Those Who Don’t Jump Will Never Fly

There are two striking elements to the Court of Appeal’s decision in the case ofJump Trading International v Couture.
 
First, the case is an important challenge to the ubiquitous urban myth that a court will never uphold a restrictive covenant which lasts over 12 months. In fact, the reality is that the maximum period of restraint is fact sensitive and must be determined by reference to the employer’s legitimate interests, as the Jump Trading case neatly illustrates. 
 
Mr Couture was employed by Jump Trading as a quantitative researcher in algorithmic trading. He was a senior employee who was on a 12- month notice period. When he resigned on 30 March 2022, Jump Trading exercised its contractual right to place him on garden leave. They also informed him that they would expect him to abide by the terms of his restrictive covenant which included a 12-month non-compete provision which started to run after the 12-month notice period expired (with no off-setting for time spent on garden leave).


"The first issue to be considered by the Court was whether the covenant was potentially enforceable. The Court recognised that the period of restraint was unusually long, but did not find that this was fatal to the enforceability of the covenant."

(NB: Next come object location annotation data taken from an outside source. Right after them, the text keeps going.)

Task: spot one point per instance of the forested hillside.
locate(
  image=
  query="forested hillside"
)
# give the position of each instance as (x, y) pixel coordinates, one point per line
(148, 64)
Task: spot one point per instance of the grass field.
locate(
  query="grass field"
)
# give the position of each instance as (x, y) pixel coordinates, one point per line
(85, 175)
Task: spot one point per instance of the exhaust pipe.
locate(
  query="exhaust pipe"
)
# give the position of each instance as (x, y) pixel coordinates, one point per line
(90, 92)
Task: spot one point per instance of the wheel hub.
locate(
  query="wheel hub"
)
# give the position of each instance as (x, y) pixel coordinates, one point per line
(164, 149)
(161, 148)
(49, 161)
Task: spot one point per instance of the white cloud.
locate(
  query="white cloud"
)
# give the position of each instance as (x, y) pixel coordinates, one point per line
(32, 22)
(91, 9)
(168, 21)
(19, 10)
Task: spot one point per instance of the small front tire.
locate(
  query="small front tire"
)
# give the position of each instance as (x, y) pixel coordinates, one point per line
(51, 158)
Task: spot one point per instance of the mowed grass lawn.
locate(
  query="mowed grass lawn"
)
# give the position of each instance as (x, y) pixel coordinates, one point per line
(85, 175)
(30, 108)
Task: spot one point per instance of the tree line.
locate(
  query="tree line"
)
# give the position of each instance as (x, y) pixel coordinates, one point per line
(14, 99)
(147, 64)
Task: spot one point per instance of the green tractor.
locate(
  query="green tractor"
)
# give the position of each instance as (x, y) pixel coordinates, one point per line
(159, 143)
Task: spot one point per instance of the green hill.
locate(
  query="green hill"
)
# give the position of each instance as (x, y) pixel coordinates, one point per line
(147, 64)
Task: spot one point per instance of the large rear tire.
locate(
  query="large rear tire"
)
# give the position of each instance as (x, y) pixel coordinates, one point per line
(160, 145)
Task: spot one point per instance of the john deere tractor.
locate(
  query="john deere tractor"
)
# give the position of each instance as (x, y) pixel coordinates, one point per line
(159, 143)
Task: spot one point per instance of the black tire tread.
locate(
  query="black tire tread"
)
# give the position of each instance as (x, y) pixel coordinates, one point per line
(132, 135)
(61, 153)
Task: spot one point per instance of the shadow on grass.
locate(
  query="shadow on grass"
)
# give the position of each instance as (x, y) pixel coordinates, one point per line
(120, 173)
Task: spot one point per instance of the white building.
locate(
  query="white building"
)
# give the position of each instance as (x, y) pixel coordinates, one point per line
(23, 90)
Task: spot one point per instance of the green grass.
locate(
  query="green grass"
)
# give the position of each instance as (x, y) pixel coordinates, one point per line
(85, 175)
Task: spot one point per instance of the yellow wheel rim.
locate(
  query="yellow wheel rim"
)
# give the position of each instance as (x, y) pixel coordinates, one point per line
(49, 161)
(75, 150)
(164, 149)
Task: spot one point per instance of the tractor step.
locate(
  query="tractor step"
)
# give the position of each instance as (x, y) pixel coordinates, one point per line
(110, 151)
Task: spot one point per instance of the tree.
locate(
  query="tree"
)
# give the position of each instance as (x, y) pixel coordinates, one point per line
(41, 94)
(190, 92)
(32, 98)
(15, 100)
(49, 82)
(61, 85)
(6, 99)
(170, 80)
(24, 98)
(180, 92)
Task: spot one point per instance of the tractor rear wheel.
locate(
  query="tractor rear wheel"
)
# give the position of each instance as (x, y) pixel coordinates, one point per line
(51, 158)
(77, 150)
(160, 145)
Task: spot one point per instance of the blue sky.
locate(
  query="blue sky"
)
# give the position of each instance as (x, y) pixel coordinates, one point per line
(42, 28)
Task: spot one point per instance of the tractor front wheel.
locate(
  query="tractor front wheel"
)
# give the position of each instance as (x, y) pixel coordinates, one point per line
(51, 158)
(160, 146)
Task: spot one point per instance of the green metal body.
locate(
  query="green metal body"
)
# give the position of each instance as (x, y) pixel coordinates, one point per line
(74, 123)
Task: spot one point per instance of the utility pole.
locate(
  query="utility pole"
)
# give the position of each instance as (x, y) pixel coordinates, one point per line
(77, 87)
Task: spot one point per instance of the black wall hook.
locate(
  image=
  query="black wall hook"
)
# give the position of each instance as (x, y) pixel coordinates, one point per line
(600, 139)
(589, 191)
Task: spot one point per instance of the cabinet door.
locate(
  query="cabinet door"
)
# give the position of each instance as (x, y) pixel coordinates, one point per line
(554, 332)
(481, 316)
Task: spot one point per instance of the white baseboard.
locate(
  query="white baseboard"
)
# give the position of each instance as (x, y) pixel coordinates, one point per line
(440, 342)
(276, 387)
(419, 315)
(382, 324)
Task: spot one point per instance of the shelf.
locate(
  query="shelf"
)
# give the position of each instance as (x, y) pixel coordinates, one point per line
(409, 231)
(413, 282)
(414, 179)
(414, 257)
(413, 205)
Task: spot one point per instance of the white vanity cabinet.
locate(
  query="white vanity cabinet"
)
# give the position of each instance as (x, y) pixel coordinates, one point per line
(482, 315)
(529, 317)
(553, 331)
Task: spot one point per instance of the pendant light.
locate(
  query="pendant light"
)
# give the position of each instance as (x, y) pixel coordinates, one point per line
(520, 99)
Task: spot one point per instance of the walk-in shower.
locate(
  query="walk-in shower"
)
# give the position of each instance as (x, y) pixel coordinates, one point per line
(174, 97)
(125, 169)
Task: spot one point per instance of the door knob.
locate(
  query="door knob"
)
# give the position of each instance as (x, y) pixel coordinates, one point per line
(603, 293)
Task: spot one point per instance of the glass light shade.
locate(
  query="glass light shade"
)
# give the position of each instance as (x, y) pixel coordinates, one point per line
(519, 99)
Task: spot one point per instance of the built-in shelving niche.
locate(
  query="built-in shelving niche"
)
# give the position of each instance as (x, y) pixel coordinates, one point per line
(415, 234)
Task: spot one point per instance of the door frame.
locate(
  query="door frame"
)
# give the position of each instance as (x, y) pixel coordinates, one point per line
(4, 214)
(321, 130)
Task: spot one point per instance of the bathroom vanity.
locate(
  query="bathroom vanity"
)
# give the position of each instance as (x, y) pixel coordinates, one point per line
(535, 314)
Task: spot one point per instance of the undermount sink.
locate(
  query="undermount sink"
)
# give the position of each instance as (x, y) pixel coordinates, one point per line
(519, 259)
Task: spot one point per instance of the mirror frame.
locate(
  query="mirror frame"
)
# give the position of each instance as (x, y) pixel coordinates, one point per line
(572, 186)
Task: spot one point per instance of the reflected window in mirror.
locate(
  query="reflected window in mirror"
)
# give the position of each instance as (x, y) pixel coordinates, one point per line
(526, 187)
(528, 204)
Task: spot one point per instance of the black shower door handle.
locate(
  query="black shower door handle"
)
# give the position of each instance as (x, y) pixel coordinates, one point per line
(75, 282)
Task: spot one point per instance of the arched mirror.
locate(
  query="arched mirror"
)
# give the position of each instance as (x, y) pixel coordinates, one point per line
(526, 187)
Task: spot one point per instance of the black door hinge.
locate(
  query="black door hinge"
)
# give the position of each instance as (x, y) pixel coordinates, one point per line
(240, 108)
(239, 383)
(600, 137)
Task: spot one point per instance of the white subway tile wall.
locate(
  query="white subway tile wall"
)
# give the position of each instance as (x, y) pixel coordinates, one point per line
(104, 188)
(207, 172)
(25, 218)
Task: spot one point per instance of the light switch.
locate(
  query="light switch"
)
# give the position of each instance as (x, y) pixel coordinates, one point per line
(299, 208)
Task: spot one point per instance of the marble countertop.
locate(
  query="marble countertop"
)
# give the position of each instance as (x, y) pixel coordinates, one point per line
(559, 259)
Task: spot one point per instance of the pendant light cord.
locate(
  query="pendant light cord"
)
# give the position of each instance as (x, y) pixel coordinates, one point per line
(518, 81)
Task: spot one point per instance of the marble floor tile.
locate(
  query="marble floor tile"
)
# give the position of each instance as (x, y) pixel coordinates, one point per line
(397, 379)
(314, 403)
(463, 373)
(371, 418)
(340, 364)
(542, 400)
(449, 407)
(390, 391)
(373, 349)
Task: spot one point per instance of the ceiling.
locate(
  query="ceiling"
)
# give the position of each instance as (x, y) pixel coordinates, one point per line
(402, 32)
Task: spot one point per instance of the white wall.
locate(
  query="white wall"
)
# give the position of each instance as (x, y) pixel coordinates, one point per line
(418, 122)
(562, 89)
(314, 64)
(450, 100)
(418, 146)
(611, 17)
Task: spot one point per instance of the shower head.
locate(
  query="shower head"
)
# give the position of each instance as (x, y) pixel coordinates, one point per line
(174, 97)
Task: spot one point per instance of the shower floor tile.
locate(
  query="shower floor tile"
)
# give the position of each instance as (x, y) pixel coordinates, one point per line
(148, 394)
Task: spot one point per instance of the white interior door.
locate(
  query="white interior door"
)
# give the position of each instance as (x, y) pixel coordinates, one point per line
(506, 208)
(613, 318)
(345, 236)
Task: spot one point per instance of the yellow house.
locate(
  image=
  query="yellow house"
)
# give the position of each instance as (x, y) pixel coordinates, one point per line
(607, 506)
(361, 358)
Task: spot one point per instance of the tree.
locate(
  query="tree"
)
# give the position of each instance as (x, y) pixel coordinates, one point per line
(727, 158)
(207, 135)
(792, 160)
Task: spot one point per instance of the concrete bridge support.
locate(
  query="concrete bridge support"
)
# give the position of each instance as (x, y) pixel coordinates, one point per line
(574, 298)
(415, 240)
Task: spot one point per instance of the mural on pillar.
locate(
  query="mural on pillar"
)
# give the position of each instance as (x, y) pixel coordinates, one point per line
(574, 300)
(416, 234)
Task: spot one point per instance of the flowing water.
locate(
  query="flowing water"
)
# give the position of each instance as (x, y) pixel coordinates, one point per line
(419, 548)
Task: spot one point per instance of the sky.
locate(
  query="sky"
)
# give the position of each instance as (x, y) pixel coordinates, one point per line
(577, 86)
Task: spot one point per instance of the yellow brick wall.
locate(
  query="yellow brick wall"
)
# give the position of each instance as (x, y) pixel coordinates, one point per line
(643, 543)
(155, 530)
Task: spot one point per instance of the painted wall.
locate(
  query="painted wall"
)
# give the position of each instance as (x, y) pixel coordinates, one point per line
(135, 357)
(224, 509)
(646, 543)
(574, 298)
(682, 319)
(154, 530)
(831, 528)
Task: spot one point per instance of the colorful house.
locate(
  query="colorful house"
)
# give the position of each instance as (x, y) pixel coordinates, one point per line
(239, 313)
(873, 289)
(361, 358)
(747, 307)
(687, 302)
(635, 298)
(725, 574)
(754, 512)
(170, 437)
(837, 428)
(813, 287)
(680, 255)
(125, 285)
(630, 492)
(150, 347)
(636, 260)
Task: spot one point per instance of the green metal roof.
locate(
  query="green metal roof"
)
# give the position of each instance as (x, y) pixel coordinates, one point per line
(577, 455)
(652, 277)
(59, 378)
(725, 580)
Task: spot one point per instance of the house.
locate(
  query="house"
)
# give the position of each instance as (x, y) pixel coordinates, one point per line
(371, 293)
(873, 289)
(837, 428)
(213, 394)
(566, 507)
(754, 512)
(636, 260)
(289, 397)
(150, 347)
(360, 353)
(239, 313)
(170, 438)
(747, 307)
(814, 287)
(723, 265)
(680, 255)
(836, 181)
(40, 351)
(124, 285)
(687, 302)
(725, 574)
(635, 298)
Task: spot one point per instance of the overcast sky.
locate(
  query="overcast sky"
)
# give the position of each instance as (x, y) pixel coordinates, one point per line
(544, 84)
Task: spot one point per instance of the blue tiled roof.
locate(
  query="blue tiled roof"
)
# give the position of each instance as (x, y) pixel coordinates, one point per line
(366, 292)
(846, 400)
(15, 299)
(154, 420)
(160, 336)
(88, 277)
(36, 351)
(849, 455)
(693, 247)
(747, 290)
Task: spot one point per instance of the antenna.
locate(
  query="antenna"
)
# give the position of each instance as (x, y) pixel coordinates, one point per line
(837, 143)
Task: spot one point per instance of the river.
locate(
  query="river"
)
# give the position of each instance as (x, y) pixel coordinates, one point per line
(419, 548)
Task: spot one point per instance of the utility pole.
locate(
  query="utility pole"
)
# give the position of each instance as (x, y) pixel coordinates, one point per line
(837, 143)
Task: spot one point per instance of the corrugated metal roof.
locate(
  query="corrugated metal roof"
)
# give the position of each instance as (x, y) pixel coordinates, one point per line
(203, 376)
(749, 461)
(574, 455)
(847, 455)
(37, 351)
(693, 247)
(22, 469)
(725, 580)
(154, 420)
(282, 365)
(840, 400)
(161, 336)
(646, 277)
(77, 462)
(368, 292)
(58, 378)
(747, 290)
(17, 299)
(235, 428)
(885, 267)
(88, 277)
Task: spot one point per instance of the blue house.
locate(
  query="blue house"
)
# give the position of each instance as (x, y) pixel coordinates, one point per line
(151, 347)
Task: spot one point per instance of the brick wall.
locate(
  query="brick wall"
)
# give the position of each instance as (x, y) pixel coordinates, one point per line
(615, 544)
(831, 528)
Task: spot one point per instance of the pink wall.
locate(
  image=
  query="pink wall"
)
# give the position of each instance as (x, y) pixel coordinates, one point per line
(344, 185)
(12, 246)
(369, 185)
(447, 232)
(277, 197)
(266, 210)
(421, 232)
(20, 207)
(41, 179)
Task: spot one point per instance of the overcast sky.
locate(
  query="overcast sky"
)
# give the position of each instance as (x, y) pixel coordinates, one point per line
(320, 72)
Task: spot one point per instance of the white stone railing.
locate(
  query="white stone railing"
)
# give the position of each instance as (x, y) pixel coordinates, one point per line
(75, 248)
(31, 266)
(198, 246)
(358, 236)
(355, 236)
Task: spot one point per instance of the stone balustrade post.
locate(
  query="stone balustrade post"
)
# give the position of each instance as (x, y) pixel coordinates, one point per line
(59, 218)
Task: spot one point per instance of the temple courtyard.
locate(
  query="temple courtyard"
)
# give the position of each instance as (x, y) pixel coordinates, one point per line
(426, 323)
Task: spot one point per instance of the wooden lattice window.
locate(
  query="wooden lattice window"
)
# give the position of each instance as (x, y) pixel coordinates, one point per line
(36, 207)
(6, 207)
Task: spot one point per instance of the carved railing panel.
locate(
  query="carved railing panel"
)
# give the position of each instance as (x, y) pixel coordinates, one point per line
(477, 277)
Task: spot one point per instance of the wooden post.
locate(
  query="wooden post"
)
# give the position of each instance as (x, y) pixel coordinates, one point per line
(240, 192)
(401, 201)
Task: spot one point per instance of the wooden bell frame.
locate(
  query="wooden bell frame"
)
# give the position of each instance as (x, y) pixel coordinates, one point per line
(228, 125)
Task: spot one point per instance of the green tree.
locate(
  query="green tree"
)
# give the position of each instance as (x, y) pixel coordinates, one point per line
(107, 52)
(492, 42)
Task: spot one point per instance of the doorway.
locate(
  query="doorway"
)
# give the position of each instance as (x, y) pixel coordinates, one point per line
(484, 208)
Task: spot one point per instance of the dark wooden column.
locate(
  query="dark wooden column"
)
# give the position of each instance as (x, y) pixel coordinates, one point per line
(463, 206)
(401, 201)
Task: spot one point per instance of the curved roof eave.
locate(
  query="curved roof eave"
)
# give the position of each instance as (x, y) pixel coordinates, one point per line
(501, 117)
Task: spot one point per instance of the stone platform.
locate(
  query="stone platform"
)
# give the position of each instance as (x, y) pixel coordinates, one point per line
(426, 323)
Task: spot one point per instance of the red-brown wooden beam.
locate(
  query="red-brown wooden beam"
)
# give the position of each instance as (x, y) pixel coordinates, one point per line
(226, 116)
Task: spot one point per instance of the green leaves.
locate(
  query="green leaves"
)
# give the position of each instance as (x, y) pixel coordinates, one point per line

Mr Couture objected to this, believing the aggregate 2-year period of restraint to be unreasonable. On 12 July 2022, he informed Jump Trading that he would be joining a competitor when his notice period expired . There was an initial flurry of correspondence, with Jump Trading asserting that Mr Couture would be in breach of covenant if he joined a competitor. This culminated in a ‘final’ letter on the matter from Mr Couture in November 2022 where he made his intentions clear and repeated that he did not believe that he would be in breach.
 
Nothing then happened until 6 March 2023, when Jump Trading replied to Mr Couture’s previous letter to reiterate their view that he would be in breach if he joined a competitor. Jump Trading then applied for an injunction to prevent Mr Couture from working for the competitor. The proceedings were served on 14 April 2023, by which time Mr Couture had already started working for the competitor.
 
The first issue to be considered by the Court was whether the covenant was potentially enforceable. The Court recognised that the period of restraint was unusually long, but did not find that this was fatal to the enforceability of the covenant. Rather, they determined that the matter was fact specific and gave rise to a serious issue to be tried (which is one of the factors to be considered when deciding whether to grant an injunction). It is noteworthy that Jump Trading asserted that the confidential information surrounding the algorithms had a shelf life of 2 years. This would obviously need to be tested and evidence adduced, but if the argument held up then it would certainly seem to be possible that the 2-year restraint may be upheld at a full trial.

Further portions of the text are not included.